As Blinken and Lavrov were speaking for the first time since the beginning of the war, Kyiv and Moscow were trading blame for shelling a POW prison in a separatist region of eastern Ukraine.
Ukrainian President Volodymyr Zelenskyy on Friday denounced as a war crime what he said was the Russian shelling of a jail holding Ukrainian prisoners of war (POWs).
“I heard reports today about the attack of the occupiers on Olenivka, Donetsk region. It was a deliberate Russian war crime, a deliberate mass murder of Ukrainian prisoners of war. More than 50 dead,” Zelenskyy said in a late-night video address.
He called on Washington to declare Russia as a state sponsor of terrorism following the attack.
“I am appealing especially to the United States of America. A decision is needed and it is needed now,” Zelenskyy said, adding that the United Nations and the International Committee of the Red Cross (ICRC) needed to do more to protect Ukrainian POWs.
Russia’s Defense Ministry earlier claimed that Kyiv’s forces had carried out the attack, in which 40 reportedly died, to prevent its soldiers from surrendering due to low morale.
Separatist authorities and Russian officials said the attack killed 53 Ukrainian POWs and wounded another 75.
The Ukrainian military denied making any strikes in Olenivka, and it accused the Russians of shelling the prison to cover up the alleged torture and execution of Ukrainians there.
The reports have not been independently verified.
The Ukrainian soldiers were taken prisoner by invading Russian forces after fierce fighting for the port of Mariupol on the Azov Sea. The Ukrainians had been holed up at the Azovstal steel plant for months as they defended the city.
Meanwhile, the ICRC said it was seeking access to the facility and has offered to help evacuate the wounded.
Here are the other main headlines from the war in Ukraine on July 29.
Russian forces bombarded the outskirts of the Ukrainian capital, Kyiv, on Thursday in the first attack in weeks on the city as Moscow continues its monthslong invasion of its neighbor.
Missiles targeting military installations in the district of Vyshhorod injured 15 people, according to a Telegram statement by Kyiv regional Governor Oleksiy Kuleba.
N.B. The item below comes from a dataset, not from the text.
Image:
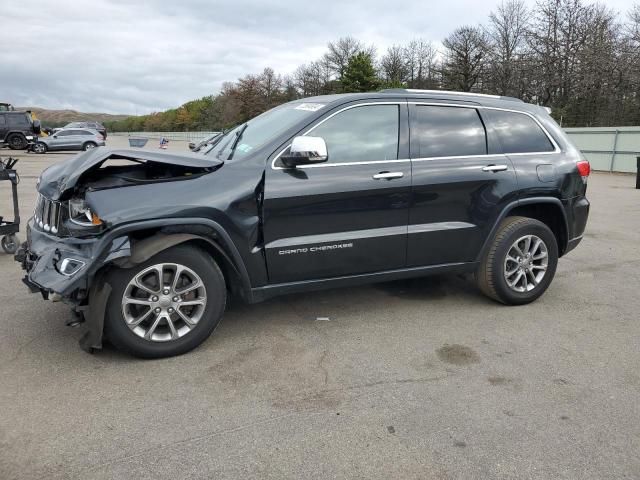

Life in Kyiv had been returning almost to normal following a failed Russian attempt to take the capital in the early weeks of Moscow’s invasion, which was launched on February 24.
The attack came as Ukraine marked its Day of Ukrainian Statehood — a new public holiday implemented by President Zelenskyy after the war broke out — for the first time, and as Lithuanian President Gitanas Nauseda was paying a visit to Kyiv.
The Chernihiv region northeast of Kyiv was also hit by 10 Russian missiles on Thursday, the regional governor, Vyacheslav Chausov. told Ukrainian TV. This was, again, the first attack on the area in weeks.
The North district command of the Ukrainian armed forces said more than 20 missiles had been fired from Belarus at the Chernihiv region, which borders Russia.
On the other hand, US Secretary of State Antony Blinken and Russian Foreign Minister Sergey Lavrov spoke for the first time since Russia invaded Ukraine on February 24.
Blinken told reporters afterward, “We had a frank and direct conversation. I pressed the Kremlin to accept the substantial proposal that we put forward.”
Blinken was referring to a proposal the Biden administration made public Thursday to exchange Russian arms dealer Viktor Bout who is in prison in the US for the detained Americans, US Olympian and women’s basketball star Brittany Griner and former US Marine Paul Whelan.
The US Secretary of State also said he told Lavrov that the world will not recognize Russia’s effort to annex part of Ukraine’s territory.
A Russian Ministry of Foreign Affairs readout said Lavrov told Blinken the US was not living up to promises that exempt food from sanctions against Moscow.